Видно, в отличие от своих одноклассников, я проявила излишнюю внимательность при написании работы. Помимо предметов, расставленных на экспозиции, кроме всего прочего я изобразила витиеватую букву, которая красовалась позади натюрморта на стене. В правом верхнем углу моей работы она была скопирована, один-в-один. Стилизованная буква “А”, обрамлённая виньеткой в форме круга. А круг был похож на венок омелы, – какие вешают на двери под Рождество.

– Ну, да. Я изобразила этот символ, – призналась я. – Вы уж простите, если этого было делать не нужно. Виной тому побочное воспитание моего старшего брата Стаса. Он обычно всегда, когда оценивает мои рисунки, настаивает на том, чтобы я не упускала никаких мелочей.
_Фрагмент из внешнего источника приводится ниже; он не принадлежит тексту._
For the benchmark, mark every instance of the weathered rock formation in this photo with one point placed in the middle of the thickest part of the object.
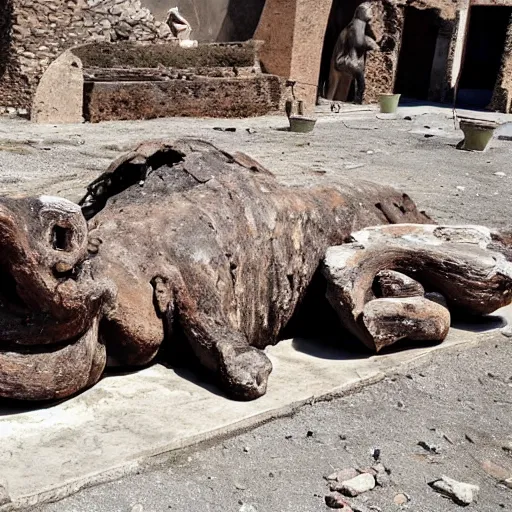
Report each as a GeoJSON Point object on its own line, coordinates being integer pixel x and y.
{"type": "Point", "coordinates": [35, 32]}
{"type": "Point", "coordinates": [462, 264]}
{"type": "Point", "coordinates": [183, 241]}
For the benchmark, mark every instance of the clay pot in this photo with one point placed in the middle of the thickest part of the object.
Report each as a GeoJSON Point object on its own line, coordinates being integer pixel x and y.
{"type": "Point", "coordinates": [388, 103]}
{"type": "Point", "coordinates": [477, 134]}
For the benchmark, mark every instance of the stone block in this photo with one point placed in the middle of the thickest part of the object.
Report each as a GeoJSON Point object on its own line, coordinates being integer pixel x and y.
{"type": "Point", "coordinates": [198, 97]}
{"type": "Point", "coordinates": [59, 95]}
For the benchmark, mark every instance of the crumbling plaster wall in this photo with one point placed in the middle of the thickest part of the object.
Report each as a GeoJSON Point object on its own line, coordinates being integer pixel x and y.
{"type": "Point", "coordinates": [382, 66]}
{"type": "Point", "coordinates": [502, 95]}
{"type": "Point", "coordinates": [34, 32]}
{"type": "Point", "coordinates": [294, 32]}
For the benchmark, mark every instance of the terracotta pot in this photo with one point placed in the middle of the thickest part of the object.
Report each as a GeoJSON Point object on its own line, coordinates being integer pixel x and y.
{"type": "Point", "coordinates": [477, 134]}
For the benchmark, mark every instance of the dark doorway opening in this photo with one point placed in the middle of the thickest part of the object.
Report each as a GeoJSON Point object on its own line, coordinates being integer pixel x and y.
{"type": "Point", "coordinates": [342, 12]}
{"type": "Point", "coordinates": [485, 43]}
{"type": "Point", "coordinates": [419, 39]}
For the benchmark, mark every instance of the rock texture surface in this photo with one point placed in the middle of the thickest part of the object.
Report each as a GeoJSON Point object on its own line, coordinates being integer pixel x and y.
{"type": "Point", "coordinates": [467, 265]}
{"type": "Point", "coordinates": [35, 32]}
{"type": "Point", "coordinates": [185, 244]}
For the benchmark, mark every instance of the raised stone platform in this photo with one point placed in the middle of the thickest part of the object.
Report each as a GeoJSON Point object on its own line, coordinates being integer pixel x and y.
{"type": "Point", "coordinates": [196, 97]}
{"type": "Point", "coordinates": [126, 421]}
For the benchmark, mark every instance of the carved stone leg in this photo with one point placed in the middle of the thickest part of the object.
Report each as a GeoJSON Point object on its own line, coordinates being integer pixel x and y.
{"type": "Point", "coordinates": [243, 370]}
{"type": "Point", "coordinates": [458, 262]}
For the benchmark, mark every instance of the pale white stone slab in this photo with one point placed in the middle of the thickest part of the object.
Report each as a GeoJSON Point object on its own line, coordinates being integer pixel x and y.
{"type": "Point", "coordinates": [125, 420]}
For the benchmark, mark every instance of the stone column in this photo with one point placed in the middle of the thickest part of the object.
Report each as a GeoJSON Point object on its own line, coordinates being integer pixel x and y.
{"type": "Point", "coordinates": [294, 31]}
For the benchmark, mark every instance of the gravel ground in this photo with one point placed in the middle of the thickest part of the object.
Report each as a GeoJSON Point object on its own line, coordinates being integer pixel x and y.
{"type": "Point", "coordinates": [461, 401]}
{"type": "Point", "coordinates": [416, 155]}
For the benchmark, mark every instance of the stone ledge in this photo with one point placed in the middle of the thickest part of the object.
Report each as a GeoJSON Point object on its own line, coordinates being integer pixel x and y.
{"type": "Point", "coordinates": [127, 422]}
{"type": "Point", "coordinates": [198, 97]}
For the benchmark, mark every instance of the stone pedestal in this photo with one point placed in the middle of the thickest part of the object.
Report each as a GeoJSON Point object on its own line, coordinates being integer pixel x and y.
{"type": "Point", "coordinates": [59, 95]}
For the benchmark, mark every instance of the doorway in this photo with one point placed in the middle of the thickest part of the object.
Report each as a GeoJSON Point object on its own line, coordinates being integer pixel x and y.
{"type": "Point", "coordinates": [342, 12]}
{"type": "Point", "coordinates": [419, 39]}
{"type": "Point", "coordinates": [485, 42]}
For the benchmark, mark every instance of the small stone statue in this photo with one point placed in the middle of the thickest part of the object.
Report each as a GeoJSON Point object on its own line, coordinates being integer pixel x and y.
{"type": "Point", "coordinates": [180, 28]}
{"type": "Point", "coordinates": [349, 56]}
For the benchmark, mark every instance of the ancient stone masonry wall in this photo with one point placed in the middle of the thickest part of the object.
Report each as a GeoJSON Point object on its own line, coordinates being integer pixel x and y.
{"type": "Point", "coordinates": [34, 32]}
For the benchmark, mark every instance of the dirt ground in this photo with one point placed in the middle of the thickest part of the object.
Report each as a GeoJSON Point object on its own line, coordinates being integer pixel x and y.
{"type": "Point", "coordinates": [416, 155]}
{"type": "Point", "coordinates": [461, 401]}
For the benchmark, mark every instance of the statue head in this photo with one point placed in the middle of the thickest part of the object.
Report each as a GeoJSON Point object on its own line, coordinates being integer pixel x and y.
{"type": "Point", "coordinates": [364, 12]}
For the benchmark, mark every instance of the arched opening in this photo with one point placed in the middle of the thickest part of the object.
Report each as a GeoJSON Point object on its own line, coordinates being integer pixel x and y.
{"type": "Point", "coordinates": [483, 55]}
{"type": "Point", "coordinates": [419, 40]}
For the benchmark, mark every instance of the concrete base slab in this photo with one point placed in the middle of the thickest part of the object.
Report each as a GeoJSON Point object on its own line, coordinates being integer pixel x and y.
{"type": "Point", "coordinates": [125, 421]}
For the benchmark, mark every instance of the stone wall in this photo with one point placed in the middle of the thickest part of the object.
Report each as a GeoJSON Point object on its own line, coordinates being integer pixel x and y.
{"type": "Point", "coordinates": [34, 32]}
{"type": "Point", "coordinates": [502, 96]}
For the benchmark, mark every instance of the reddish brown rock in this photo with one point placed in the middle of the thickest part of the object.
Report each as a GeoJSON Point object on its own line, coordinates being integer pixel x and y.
{"type": "Point", "coordinates": [184, 242]}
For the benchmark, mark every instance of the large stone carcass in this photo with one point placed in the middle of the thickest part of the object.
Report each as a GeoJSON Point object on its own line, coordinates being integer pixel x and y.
{"type": "Point", "coordinates": [181, 239]}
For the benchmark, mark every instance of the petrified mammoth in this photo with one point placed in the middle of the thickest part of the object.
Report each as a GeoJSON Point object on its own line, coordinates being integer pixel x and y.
{"type": "Point", "coordinates": [180, 238]}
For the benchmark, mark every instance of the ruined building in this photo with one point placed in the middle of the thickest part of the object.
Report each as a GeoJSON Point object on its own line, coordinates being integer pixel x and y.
{"type": "Point", "coordinates": [429, 48]}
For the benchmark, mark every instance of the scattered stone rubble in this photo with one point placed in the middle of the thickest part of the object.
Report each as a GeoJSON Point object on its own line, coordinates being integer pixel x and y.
{"type": "Point", "coordinates": [352, 482]}
{"type": "Point", "coordinates": [460, 492]}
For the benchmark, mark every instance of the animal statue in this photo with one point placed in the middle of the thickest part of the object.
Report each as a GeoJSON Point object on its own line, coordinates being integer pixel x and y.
{"type": "Point", "coordinates": [176, 241]}
{"type": "Point", "coordinates": [349, 56]}
{"type": "Point", "coordinates": [180, 28]}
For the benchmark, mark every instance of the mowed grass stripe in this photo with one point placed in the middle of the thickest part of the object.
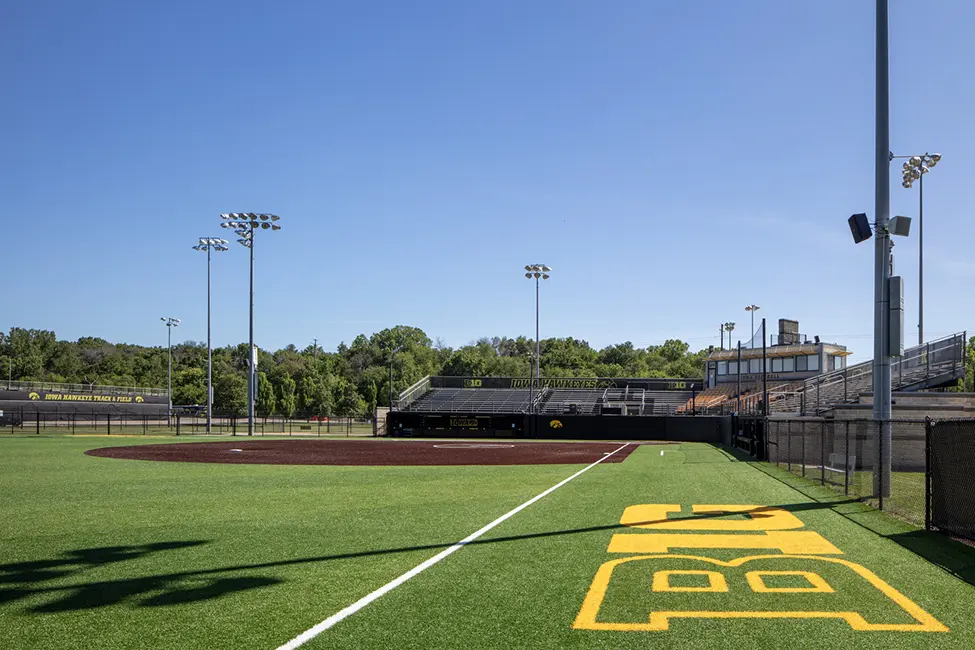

Говорит, что мелочи – это очень важно.

При этом я попыталась спародировать его важный гнусавый тон.

– Это, действительно очень важно, – подтвердила Анна. – Но, ответь мне Аня, как ты смогла его увидеть.

– Увидеть, что? – удивилась я.

– Увидеть этот символ, – пояснила Анна и указала на стену, на которой он был изображён.

– Что значит, как я смогла его увидеть. – я не понимаю, она меня что за дурочку держит или это какой-то розыгрыш. – Анна Андреевна, ну вот же он. Символ как символ. С красивенькими такими завитушками.

В пустом коридоре послышались чьи-то шаги. И тут по лицу Анны я поняла, что она уже что-то придумала.

Она уверенным шагом подошла к двери. Выглянула. И к кому-то вежливо обратилась:

– Зоя Степановна, здравствуйте! Как замечательно что вы случайно оказались здесь. Не могли бы заглянуть к нам на одну минутку.

В класс зашла пожилая женщина. Я её сразу узнала. Это была вахтёрша. Она обычно сидит внизу на входе в Цент Юношеского Творчества и пристально следит за всеми входящими и выходящими. С особой ревностью она относится к следам на тщательно вымытом полу, которые нерадивые ученики на нем оставляют, если не пользуются сменной обувью. Полагаю, в ее обязанности входит поддержание чистоты и порядка в этом заведении.

– Здравствуйте, Анна Андревна, – произнесла она сухим административным тоном. – У вас тут что-то случилось?

Зоркий взгляд блюстителя порядка оценил меня, как причину возможного вероятного происшествия.

– Нет, у нас ничего не случилось, – поспешила успокоить ее Анна. – Просто мы с Аней планируем новую экспозицию. Нам нужно мнение независимого эксперта.

При слове «эксперта» в глазах Зои Степановны появился торжественный блеск. Её плечи расправились, как у легендарного генерала на военном параде, подбородок вздёрнулся вверх, как будто сейчас ей предстоит вручение очередной награды, из рук не кого-нибудь, а самого министра обороны.

– Да. Вы очень правильно поступили, – на лице Зои Степановны засияла лучезарная улыбка. – Лучшего независимого эксперта в такое время вам не найти. Я готова. Давайте будем начинать эту вашу, как её там, … экспертизу.

Анна пригласила вахтёршу встать перед тремя мольбертами. Попросила внимательно изучить то, что было изображено на работах учеников и указала на экспозицию.

– Зоя Степановна, вы как независимый эксперт, сообщите нам, что присутствует в этих работах из того, чего в этом помещении на самом деле нет.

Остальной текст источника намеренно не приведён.